Schizophrenia (SZ) is a severe brain disorder afflicting approximately 1% of the world's population and often leads to a lifetime of disability and emotional distress . Family, twin, and adoption studies strongly indicate that genetics contribute to the etiology of SZ, probably by transmission of multiple susceptibility genes each exerting weak-to-moderate effects on predisposition [2, 3]. Many candidate susceptibility genes have been identified, including the dopamine receptor D2, neuregulin1, and disrupted in schizophrenia 1 (DISC-1) [4–6].
Epidemiological studies have also revealed that people with SZ are at greater risk for obesity, type 2 diabetes, dyslipidemia, and hypertension than the general population . Recently, it was suggested that SZ patients are at increased risk of metabolic problems and that the associated symptoms are a serious threat to patient health . Metabolic problems are often triggered by antipsychotic medication. Indeed, significant weight gain is common in AAP-treated SZ patients, especially patients administered clozapine, olanzapine, quetiapine, or risperidone .

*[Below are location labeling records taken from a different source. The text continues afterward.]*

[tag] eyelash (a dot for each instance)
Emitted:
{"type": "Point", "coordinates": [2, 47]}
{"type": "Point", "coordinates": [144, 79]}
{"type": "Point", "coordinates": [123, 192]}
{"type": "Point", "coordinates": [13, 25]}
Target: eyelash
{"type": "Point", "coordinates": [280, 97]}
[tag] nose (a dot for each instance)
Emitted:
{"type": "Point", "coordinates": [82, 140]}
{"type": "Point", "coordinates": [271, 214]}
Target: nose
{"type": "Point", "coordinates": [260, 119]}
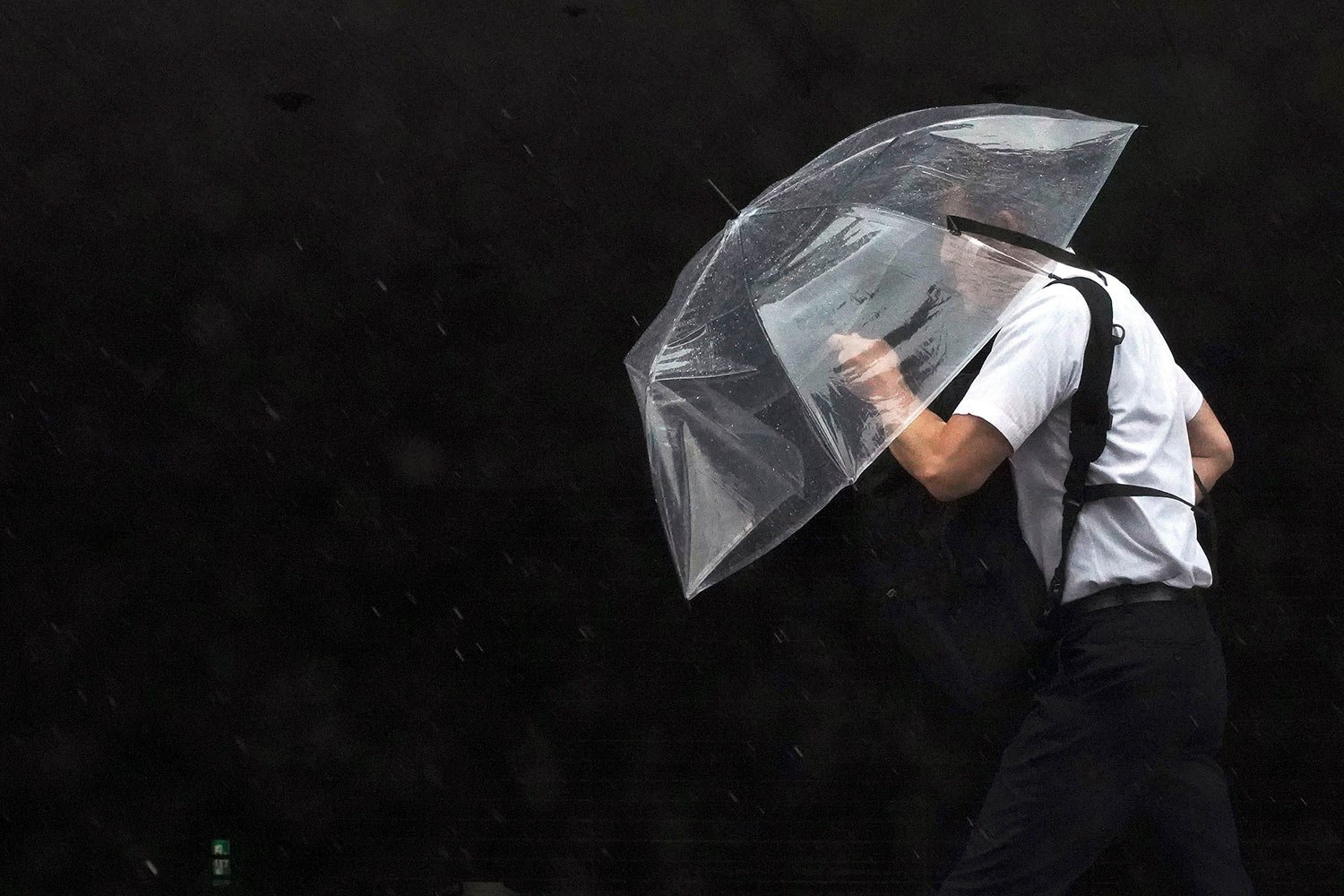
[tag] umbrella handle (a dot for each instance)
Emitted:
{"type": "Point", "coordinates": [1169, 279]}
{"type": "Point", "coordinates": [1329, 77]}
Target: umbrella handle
{"type": "Point", "coordinates": [957, 226]}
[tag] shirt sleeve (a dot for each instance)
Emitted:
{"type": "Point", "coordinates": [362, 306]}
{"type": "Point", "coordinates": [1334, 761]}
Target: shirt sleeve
{"type": "Point", "coordinates": [1034, 366]}
{"type": "Point", "coordinates": [1191, 400]}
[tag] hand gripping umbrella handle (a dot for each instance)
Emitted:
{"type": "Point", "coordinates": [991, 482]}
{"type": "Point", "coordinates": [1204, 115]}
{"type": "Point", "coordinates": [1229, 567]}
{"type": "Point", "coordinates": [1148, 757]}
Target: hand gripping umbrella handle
{"type": "Point", "coordinates": [959, 226]}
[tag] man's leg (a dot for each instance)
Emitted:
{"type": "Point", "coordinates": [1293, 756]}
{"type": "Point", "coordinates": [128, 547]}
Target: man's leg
{"type": "Point", "coordinates": [1058, 799]}
{"type": "Point", "coordinates": [1188, 804]}
{"type": "Point", "coordinates": [1118, 707]}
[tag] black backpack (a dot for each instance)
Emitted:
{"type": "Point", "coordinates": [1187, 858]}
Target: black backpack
{"type": "Point", "coordinates": [1089, 418]}
{"type": "Point", "coordinates": [952, 584]}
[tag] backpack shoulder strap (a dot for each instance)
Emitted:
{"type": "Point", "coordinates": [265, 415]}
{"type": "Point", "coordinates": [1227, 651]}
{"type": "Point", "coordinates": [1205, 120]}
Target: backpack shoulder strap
{"type": "Point", "coordinates": [1089, 416]}
{"type": "Point", "coordinates": [1089, 422]}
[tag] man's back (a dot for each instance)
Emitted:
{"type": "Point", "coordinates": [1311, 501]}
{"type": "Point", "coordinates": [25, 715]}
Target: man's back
{"type": "Point", "coordinates": [1024, 392]}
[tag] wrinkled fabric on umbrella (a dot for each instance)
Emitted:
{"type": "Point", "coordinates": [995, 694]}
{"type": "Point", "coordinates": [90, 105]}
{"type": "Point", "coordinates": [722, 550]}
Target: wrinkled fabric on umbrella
{"type": "Point", "coordinates": [750, 430]}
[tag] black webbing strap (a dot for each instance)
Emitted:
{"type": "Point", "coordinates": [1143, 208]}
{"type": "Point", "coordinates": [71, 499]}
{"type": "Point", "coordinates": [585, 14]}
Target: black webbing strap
{"type": "Point", "coordinates": [959, 225]}
{"type": "Point", "coordinates": [1089, 422]}
{"type": "Point", "coordinates": [1089, 417]}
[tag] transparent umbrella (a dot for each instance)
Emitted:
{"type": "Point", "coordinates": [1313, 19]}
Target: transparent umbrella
{"type": "Point", "coordinates": [749, 425]}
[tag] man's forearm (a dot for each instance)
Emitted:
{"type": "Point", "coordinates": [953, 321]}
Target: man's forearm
{"type": "Point", "coordinates": [917, 447]}
{"type": "Point", "coordinates": [1209, 469]}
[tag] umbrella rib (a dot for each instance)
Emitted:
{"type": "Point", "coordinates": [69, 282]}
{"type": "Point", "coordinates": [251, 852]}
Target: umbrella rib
{"type": "Point", "coordinates": [808, 413]}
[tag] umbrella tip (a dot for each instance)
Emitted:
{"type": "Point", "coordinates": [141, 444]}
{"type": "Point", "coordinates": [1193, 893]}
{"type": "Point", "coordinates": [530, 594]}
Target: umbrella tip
{"type": "Point", "coordinates": [736, 212]}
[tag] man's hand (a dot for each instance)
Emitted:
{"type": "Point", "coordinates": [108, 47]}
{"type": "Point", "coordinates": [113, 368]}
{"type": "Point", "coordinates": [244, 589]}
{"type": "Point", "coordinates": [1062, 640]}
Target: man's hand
{"type": "Point", "coordinates": [871, 370]}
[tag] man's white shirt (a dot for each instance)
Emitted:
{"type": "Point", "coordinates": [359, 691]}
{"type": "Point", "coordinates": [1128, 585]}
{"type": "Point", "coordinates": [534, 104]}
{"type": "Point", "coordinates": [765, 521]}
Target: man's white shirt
{"type": "Point", "coordinates": [1024, 392]}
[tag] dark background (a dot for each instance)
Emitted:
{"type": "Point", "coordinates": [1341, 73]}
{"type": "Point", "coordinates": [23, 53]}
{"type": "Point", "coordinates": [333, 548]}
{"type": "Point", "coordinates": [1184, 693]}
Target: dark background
{"type": "Point", "coordinates": [327, 522]}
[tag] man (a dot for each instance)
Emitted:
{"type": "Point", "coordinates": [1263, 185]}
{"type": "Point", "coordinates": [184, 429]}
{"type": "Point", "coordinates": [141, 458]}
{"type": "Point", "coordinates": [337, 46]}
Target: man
{"type": "Point", "coordinates": [1132, 719]}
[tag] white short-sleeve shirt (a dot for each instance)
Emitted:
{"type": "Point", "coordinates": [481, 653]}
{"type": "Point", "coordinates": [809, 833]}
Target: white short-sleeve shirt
{"type": "Point", "coordinates": [1024, 392]}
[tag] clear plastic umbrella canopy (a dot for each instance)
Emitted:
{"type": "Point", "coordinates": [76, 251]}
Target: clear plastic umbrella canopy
{"type": "Point", "coordinates": [750, 427]}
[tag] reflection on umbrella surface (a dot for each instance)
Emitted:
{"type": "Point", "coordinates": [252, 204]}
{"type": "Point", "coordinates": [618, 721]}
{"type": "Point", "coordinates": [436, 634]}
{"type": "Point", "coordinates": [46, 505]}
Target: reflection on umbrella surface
{"type": "Point", "coordinates": [749, 426]}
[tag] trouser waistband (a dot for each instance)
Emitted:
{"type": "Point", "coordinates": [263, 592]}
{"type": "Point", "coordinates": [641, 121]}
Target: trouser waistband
{"type": "Point", "coordinates": [1120, 594]}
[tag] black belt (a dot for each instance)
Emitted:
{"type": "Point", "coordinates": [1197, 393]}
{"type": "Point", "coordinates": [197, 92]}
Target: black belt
{"type": "Point", "coordinates": [1120, 594]}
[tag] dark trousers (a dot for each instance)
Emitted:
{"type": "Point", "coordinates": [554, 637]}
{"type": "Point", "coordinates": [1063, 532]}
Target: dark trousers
{"type": "Point", "coordinates": [1132, 720]}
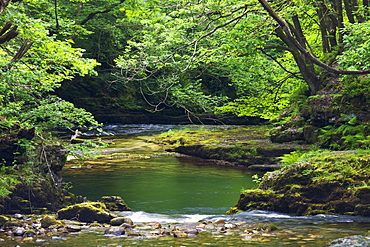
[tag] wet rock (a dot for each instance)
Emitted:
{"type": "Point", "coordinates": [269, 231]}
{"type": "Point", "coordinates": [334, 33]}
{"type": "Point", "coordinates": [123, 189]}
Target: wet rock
{"type": "Point", "coordinates": [115, 230]}
{"type": "Point", "coordinates": [13, 223]}
{"type": "Point", "coordinates": [115, 203]}
{"type": "Point", "coordinates": [3, 220]}
{"type": "Point", "coordinates": [18, 216]}
{"type": "Point", "coordinates": [157, 225]}
{"type": "Point", "coordinates": [86, 212]}
{"type": "Point", "coordinates": [95, 224]}
{"type": "Point", "coordinates": [179, 234]}
{"type": "Point", "coordinates": [47, 221]}
{"type": "Point", "coordinates": [127, 226]}
{"type": "Point", "coordinates": [121, 220]}
{"type": "Point", "coordinates": [265, 227]}
{"type": "Point", "coordinates": [73, 228]}
{"type": "Point", "coordinates": [19, 231]}
{"type": "Point", "coordinates": [356, 240]}
{"type": "Point", "coordinates": [30, 233]}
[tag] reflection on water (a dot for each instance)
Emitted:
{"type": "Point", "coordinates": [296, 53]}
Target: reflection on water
{"type": "Point", "coordinates": [182, 190]}
{"type": "Point", "coordinates": [164, 184]}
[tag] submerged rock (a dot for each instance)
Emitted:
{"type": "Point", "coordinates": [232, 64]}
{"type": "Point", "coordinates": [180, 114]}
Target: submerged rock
{"type": "Point", "coordinates": [115, 203]}
{"type": "Point", "coordinates": [121, 220]}
{"type": "Point", "coordinates": [86, 212]}
{"type": "Point", "coordinates": [115, 230]}
{"type": "Point", "coordinates": [329, 183]}
{"type": "Point", "coordinates": [356, 240]}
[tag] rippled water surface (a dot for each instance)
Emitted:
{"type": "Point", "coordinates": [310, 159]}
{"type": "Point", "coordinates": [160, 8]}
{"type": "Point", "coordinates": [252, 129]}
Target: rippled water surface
{"type": "Point", "coordinates": [183, 190]}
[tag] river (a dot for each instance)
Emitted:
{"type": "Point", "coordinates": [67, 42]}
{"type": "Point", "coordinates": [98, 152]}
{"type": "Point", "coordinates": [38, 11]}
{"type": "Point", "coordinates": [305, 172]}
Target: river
{"type": "Point", "coordinates": [175, 189]}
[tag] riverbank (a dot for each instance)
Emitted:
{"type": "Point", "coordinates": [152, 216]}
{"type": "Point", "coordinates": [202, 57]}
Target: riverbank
{"type": "Point", "coordinates": [309, 182]}
{"type": "Point", "coordinates": [247, 146]}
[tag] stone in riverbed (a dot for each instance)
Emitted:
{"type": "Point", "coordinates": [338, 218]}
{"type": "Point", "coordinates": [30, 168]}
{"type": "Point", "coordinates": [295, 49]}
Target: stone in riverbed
{"type": "Point", "coordinates": [115, 203]}
{"type": "Point", "coordinates": [86, 212]}
{"type": "Point", "coordinates": [121, 220]}
{"type": "Point", "coordinates": [115, 230]}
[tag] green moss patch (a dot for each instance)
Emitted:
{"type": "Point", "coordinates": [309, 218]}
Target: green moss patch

The peptide ghrelin (product of the GHRL gene) is an important metabolic regulator produced by the stomach and pancreas. Specific SNPs of GHRL have been associated with variations in BMI, blood pressure, high-density lipoproteins, low-density lipoproteins, serum cholesterol, blood glucose, and metabolic syndrome [10–14]. Ghrelin, originally isolated from the rat stomach, stimulates food intake and controls energy balance [15, 16]. Studies on animal models revealed that GHRL increased food intake and adiposity [17, 18]. However, circulating GHRL levels were decreased in obese individuals, and serum GHRL levels were inversely correlated with BMI, suggesting that GHRL is not directly involved in most cases of obesity [19, 20]. Studies on the relationship between WG, circulating GHRL, and AAP have yielded inconsistent findings. Patients taking clozapine or olanzapine showed greater WG than patients on other antipsychotics . In one study, plasma total GHRL and active GHRL were increased significantly immediately after olanzapine treatment, but the changes in BMI and body weight were not significant after 6 months of treatment . In contrast, another study found that serum bioactive GHRL levels decreased significantly from baseline after 4 weeks of olanzapine monotherapy . In humans, GHRL plays an important role in the long-term regulation of body weight (BW) as well as in the short-term regulation of appetite [19, 21]. Ghrelin stimulated preadipocyte differentiation, increased the BMI, and inhibited the anorexigenic effect of leptin . Drug altering GHRL function may have distinct short- and long-term effects on BMI.
The human GHRL gene is located on chromosome 3 (3p25-p26), and consists of 4 exons and 3 introns [25, 26]. Several SNPs in the coding region of prepro-ghrelin have been described, but there is no known specific association between genetic variations in the human GHRL gene and SZ risk. However, region 3p25.1-26.1 is strongly associated with schizophrenia. In addition to GHRL, this region contains SYN2, HRH1, and GRM7, all candidate genes for schizophrenia. The positive symptoms of schizophrenia are associated with dysfunction in dopaminergic signaling, which is closely associated with a GHRL mutation [27–29]. Previous studies demonstrated that SNPs in GHRL were associated with high BMI; the Leu72Met allele was significantly associated with BMI and coronary artery disease [18, 19, 30], but this was not confirmed in other studies [26, 31, 32].
In light of the increase metabolic syndrome symptoms observed in SZ patients on AAPs, as well as the important role of GHRL as a metabolic regulator and the association between GHRL SNPs and metabolic indices, we hypothesized that (1) GHRL might be a candidate gene for SZ and that (2) allelic variants of GHRL might be associated with the propensity for BMI changes induced by AAP treatment. In addition, we tested (3) whether a putative relationship between GHRL SNPs and metabolic effects was specific to individual AAP types. Finally, (4) we examined if GHRL alleles influenced the clinical efficacy of AAPs. To these ends, we genotyped four SNPs and investigated whether they were associated with SZ and the therapeutic and metabolic effects of AAPs in the Han Chinese population.